Article 24 (non en vigueur)
Abrogé
La présente convention est valable jusqu'au 31 décembre 1981. Elle se poursuivra ensuite d'année en année, par tacite reconduction.
L'avis de dénonciation ou de révision formulé par l'une des parties contractantes devra être présenté avec un préavis de deux mois par lettre recommandée et adressé à chacune des organisations signataires.
La partie qui dénoncera la présente convention, ou demandera sa révision devra accompagner la lettre de dénonciation ou de demande de révision d'un nouveau projet d'accord complet ou portant simplement sur les afin que les pourparlers puissent commencer sans retard.

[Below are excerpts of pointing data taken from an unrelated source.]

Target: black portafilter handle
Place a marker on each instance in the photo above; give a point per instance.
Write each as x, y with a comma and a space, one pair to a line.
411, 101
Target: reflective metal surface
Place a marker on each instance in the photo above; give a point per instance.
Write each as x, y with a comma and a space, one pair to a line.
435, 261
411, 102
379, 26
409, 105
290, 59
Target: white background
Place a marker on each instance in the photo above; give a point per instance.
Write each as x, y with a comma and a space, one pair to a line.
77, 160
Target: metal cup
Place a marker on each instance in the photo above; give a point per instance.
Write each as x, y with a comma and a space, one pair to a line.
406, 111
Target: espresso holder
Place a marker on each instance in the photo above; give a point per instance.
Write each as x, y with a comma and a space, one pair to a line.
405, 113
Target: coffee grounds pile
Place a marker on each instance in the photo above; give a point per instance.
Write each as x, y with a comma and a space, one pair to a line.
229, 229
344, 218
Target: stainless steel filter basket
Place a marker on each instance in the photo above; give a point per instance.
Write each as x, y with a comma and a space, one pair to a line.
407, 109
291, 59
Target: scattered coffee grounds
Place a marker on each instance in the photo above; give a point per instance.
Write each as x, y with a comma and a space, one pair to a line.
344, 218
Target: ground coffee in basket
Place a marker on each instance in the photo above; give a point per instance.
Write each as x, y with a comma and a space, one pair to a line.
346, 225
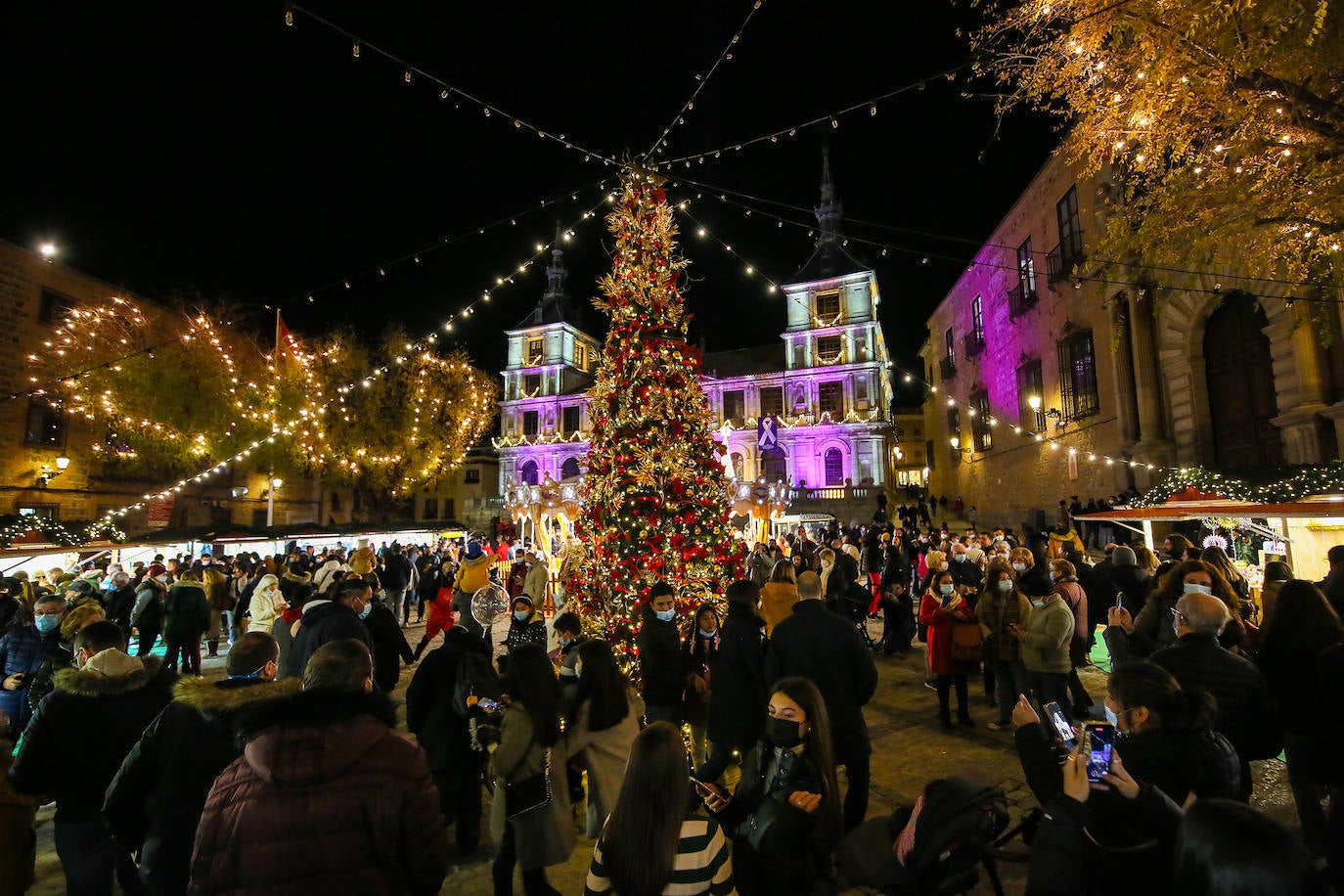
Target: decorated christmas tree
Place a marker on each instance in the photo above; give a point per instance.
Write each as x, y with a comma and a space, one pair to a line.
656, 506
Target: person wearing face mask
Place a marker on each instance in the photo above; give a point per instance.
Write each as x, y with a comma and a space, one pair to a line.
1142, 636
1196, 659
22, 653
524, 626
1003, 606
940, 608
784, 817
326, 797
1043, 641
75, 741
664, 665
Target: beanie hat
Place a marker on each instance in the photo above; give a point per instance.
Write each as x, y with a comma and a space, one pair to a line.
1124, 557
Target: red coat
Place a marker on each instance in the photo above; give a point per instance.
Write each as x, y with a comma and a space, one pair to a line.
940, 622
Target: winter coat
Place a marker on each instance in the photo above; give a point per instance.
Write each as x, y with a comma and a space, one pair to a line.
819, 645
266, 604
534, 585
23, 649
326, 798
777, 602
530, 632
1043, 641
661, 661
428, 702
604, 755
940, 622
187, 612
739, 698
786, 844
998, 611
75, 740
473, 574
1245, 712
155, 802
388, 645
324, 621
546, 835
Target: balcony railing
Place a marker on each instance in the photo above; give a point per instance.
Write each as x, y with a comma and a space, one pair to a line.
1021, 298
973, 344
1062, 259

De toute façon, la présente convention restera en vigueur jusqu'à la mise en application de la nouvelle convention signée à la suite de la dénonciation ou de la demande de révision formulée par l'une des parties (1).
(1) Les dispositions du dernier alinéa de l'article 24 sont étendues en ce qui concerne la dénonciation, sous réserve de l'application de l'article L. 132-7, premier alinéa, du code du travail.
Article 25 (non en vigueur)
Abrogé
La présente convention collective fera l'objet d'un dépôt à la direction départementale du travail de Paris, dans les conditions fixés à l'article 31 d du chapitre IV bis du titre II du livre Ier du code du travail.